Ian Hill surfing Bundoran's main Beach in September 1964, one of the first to do so 

Last year it was a leg injury that he sustained that put out of commission and the dainty dance of the crutches that invariably followed and then that was followed by a tour to promote his book.  

Its expanded distribution in May has also given the book a wider audience, especially in the US, “where I have got really good feedback for it”. 

“It is especially pleasing with the HarperCollins releasing a second edition within a calendar year,”he explains.

He is happy to admit getting a “wee buzz” as well when seeing it for the first time on sale at an International airport book shop. 

Looking out from his abode up Brighton Terrace towards the Peak, his mind flickers to more local things, like the hope of getting more people to love in the centres of towns like Bundoran and elsewhere.

He has the air of a man that is itching to get back to Donegal full time and he is happy to reveal that while it may not be a short term goal, it is certainly something that is on the horizon in the medium term. 
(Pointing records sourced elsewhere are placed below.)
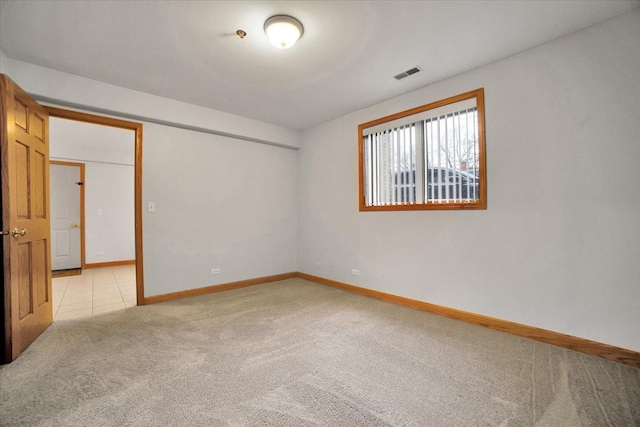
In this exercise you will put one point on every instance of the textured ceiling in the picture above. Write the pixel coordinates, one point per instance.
(345, 60)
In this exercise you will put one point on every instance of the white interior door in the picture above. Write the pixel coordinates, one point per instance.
(65, 217)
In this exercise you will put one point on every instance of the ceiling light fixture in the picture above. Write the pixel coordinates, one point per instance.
(283, 31)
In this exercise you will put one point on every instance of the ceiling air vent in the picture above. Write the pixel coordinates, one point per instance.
(408, 73)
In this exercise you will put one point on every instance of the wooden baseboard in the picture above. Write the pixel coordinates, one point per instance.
(594, 348)
(110, 263)
(218, 288)
(65, 273)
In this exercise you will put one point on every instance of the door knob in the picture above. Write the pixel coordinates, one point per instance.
(17, 232)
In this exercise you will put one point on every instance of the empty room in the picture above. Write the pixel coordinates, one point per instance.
(338, 213)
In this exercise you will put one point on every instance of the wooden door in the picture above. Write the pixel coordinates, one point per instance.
(25, 218)
(66, 215)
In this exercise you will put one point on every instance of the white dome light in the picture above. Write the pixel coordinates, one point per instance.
(283, 31)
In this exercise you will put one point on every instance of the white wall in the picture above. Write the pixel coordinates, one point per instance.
(4, 63)
(108, 155)
(221, 202)
(68, 88)
(558, 246)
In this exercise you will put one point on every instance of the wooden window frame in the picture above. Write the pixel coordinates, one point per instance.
(481, 203)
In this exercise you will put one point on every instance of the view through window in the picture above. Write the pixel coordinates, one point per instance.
(430, 157)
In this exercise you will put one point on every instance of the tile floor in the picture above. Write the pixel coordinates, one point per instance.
(95, 291)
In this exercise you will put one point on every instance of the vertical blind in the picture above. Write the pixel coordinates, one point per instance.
(430, 157)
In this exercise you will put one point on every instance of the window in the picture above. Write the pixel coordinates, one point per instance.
(429, 157)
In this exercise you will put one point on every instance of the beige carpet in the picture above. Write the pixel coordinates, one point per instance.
(298, 353)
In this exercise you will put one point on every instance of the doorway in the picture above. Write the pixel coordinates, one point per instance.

He explains: “I still want to have my hand in things ocean and surfing maybe within a different auspices, as there can be many different moving parts to it, there are developments taking place and I can see that there are opportunities out there in the next few years to come back but I would also like to keep writing in some guise   


Rich talent on horizon

Reflecting on the current crop of talented surfers from the area the Bundoran man mentions Gearoid McDaid from Strandhill, who not alone has many family connections in south Donegal, “but he spent most of his formative years surfing up in Bundoran”.

Richie says that Gearoid McDaid from Strandhill with many south Donegal family connections is one of the brilliant talents now on the international surfing circuit and a recent silver medal winner at the European Surfing Championships

Richie reflects as he suggests modestly that the new batch of Irish surfers  are much better than he ever was:

“Gearoid went out and he beat the world champion a couple of months ago and that would be akin to an Irish tennis player going out and defeating Djokovic at Wimbledon. It is an incredible result and was not a fluke as he has done close to that as well before and picked up a silver medal at the European Surfing Championships in Portugal. 

“That at pro level shows that the pedigree is there - the best result ever for an Irish surfer at that level - and putting him in good stead to qualify for the Olympic Games and that would be a game changer for lifestyle sports in this country.”

“You really need that, whether it is Camogie or Gaelic Football, soccer or boxing, someone to get to the highest level and if he qualifies for the Olympics next year that would frame, like Mona MacSharry in the swimming arena, although done before, surfing at a whole new pitch, it being an Olympic sport in Ireland. 

“So that would be at the cutting edge and there is a good competitive generation emerging both nationally and especially within the region which bodes well for surfing in this country.”

Cold Water Eden has been a huge hit on both sides of the Atlantic

Richie himself admits that “a driving ambition” on his own part was as much an ingredient for success as any skill level and that there is “a huge amount of hard work involved” in focusing on his own surfing successes and creating a changing surf culture in the region to wider audience around the world, where waves off the west and north west of Ireland are as well known, as more other exotic locations.

So there we take our leave of Richie again, as he saunters out the door with surfboard in hand, as he has promised Ella and Kai a surf at Rossnowlagh beach.  

Living the life as they say and ready to create the next chapter in his book of life. 

And if you have not purchased Cold Water Eden yet, try it out and you’ll find the quaint glow of growing up in the north west, just as mesmerising as the big waves he later surfed.